“Our IT provider has advised that there is no evidence that our data was breached. This is continuing to be investigated by the appropriate government agencies,” she added.
“The outage has impacted our websites. Members have been unable to download contracts or lodge their Master Build 10-Year Guarantee applications via the website.”
Members could still phone or email to receive the paperwork.
Last week, Auckland-based IT services provider Lantech said it had been hit by a cyber attack on May 29, with a number of its customers impacted.
Fire and Emergency NZ is one of the featured clients on Lantech’s website. A Fenz spokesman would not comment on the attack, but said “all Fire and Emergency systems are operational”.

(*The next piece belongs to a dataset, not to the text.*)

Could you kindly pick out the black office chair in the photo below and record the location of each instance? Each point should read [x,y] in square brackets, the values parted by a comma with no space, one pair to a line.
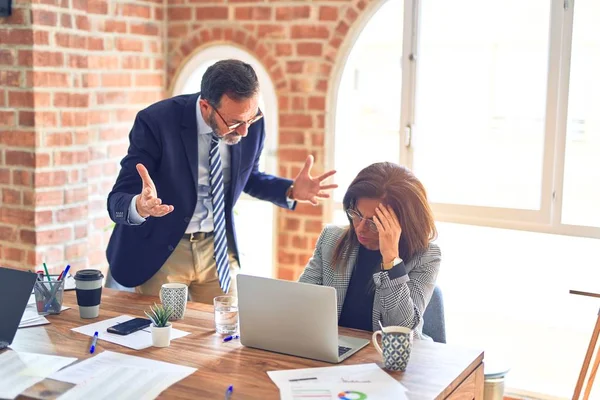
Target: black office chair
[112,284]
[434,321]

Master Builders would not name its IT supplier.
Lantech chief executive Ray Noonan told the Herald this morning: “We are unable to comment on individual customers. We have been in direct contact with organisations that have been impacted.”
Noonan said Lantech had been informed and was working with relevant government agencies.
“It is an ongoing investigation, and we are unable to comment further at this stage.”
Master Builders said its members had received regular updates on the incident.
Increasing attacks
The past year has seen an increase in cyberattacks on IT services companies - particularly those that host managed services.
Brett Callow, a threat assessment analyst with NZ-based Emsisoft, said a breach of an IT provider could give an attacker access to many of its customers’ data.
In December, a ransomware attack on Wellington-based Mercury IT saw files hosted for health insurer Accuro, BusinessNZ, the NZ National Nurses Association and the Coroners Court compromised, among other clients.
In October last year, Justice Minister Kiri Allan ruled out making it illegal to pay a ransomware demand, telling the Herald the move - which some have seen as a potential circuit-breaker - would criminalise victims. Last month, Allan reiterated that stance.
Australia’s Budget 2023 had A$46.5 million ($76.34m) earmarked to establish a Coordinator for Cyber Security to oversee multi-agency efforts in the event of a cyber incident.
The Australian Budget also saw the e-Safety Commissioner’s annual funding quadruple with a A$131m injection. The equivalent agency here, Netsafe, has a budget of around $4m.
There was A$86.5m to establish a new National Anti-Scam Centre, which will include establishing Australia’s first SMS Sender ID Registry to help prevent scammers from imitating trusted brand names.
Those moves were not matched on this side of the Tasman with our Budget 2023.
Meanwhile, InternetNZ - the administrator for the .nz domain - has denied that recent staff changes contributed to an incident earlier this week that took multiple websites and apps offline.
A routine annual upgrade of security keys went haywire, for reasons InternetNZ is still trying to establish.